Communicate effectively with the child and parent/carer, and avoid ‘talking over’ the child.
Confirm the reason for attendance and begin to assess the oral health expectations and motivation of the child and parent/carer.
Take a thorough medical, dental and social history that includes asking about current brushing practice, dietary habits and previous experience of dental treatment.
Use the information gathered to inform your assessment of the child and/or parent/carer’s attitude towards oral health and their ability and motivation to take responsibility for it.
Provide appropriate information and support to enable the parent/carer to maintain and improve the child’s ongoing oral health and be prepared to tailor preventive care and treatment to encourage compliance.
Contact other professionals (e.g. the child’s health visitor, school nurse) if multidisciplinary support is required.
If dental neglect is a concern, act to provide additional support measures for the child and parent/carer.
Assess the child’s plaque levels and their, or the parent/carer’s, toothbrushing skills/knowledge and discuss this with the child and parent/carer.
Assess the child’s primary and permanent dentition, including visual examination for the presence of caries on clean and dry teeth using a tooth-by-tooth approach.
Consider taking bitewing radiographs to accurately diagnose the extent of any caries, including proximity to the pulp.
Assess the activity of each carious lesion clinically and use radiographs to assess progression over time.
Assume that all carious lesions are active, unless there is evidence that they are arrested.

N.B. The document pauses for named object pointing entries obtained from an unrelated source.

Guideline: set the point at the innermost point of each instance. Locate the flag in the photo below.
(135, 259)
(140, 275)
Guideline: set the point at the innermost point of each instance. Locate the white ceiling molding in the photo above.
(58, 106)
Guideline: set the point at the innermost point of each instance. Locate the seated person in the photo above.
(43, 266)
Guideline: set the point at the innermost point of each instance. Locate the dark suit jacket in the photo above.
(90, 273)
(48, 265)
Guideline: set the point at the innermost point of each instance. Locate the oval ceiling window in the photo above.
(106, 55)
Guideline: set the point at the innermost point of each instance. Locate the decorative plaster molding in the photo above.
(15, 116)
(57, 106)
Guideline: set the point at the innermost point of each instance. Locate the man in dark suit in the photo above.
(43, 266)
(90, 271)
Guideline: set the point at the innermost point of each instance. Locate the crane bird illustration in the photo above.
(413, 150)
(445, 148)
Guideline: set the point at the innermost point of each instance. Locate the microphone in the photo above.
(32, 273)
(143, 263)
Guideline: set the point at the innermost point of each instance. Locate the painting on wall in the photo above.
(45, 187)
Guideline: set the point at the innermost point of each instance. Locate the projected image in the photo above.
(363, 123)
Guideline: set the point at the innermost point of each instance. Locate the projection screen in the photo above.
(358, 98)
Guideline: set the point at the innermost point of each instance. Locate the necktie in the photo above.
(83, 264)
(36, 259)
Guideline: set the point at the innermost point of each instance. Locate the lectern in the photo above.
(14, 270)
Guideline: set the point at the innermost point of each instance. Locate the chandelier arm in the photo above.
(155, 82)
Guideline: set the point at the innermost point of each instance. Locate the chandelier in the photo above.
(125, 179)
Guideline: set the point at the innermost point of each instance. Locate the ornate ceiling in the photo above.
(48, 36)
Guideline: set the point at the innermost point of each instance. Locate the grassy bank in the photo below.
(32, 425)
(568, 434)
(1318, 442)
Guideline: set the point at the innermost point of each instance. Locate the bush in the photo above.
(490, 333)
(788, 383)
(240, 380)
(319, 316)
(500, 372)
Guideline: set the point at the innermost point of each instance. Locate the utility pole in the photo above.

For the primary dentition, assess the risk or any carious lesions causing pain or infection prior to exfoliation to inform a suitable management strategy.
Assess any hypomineralised molars independently to determine the extent of disease and likely prognoses.
Discuss the findings of the clinical assessment with the child and their parent/carer
Assess whether or not the child is at increased risk of developing caries (patient history, resident in an area of relative disadvantage or has decayed, missing due to caries or filled teeth) and use this caries risk assessment to inform the frequency of review radiographs, provision of preventive interventions and frequency of recall.
Reassess the child’s caries risk at each assessment.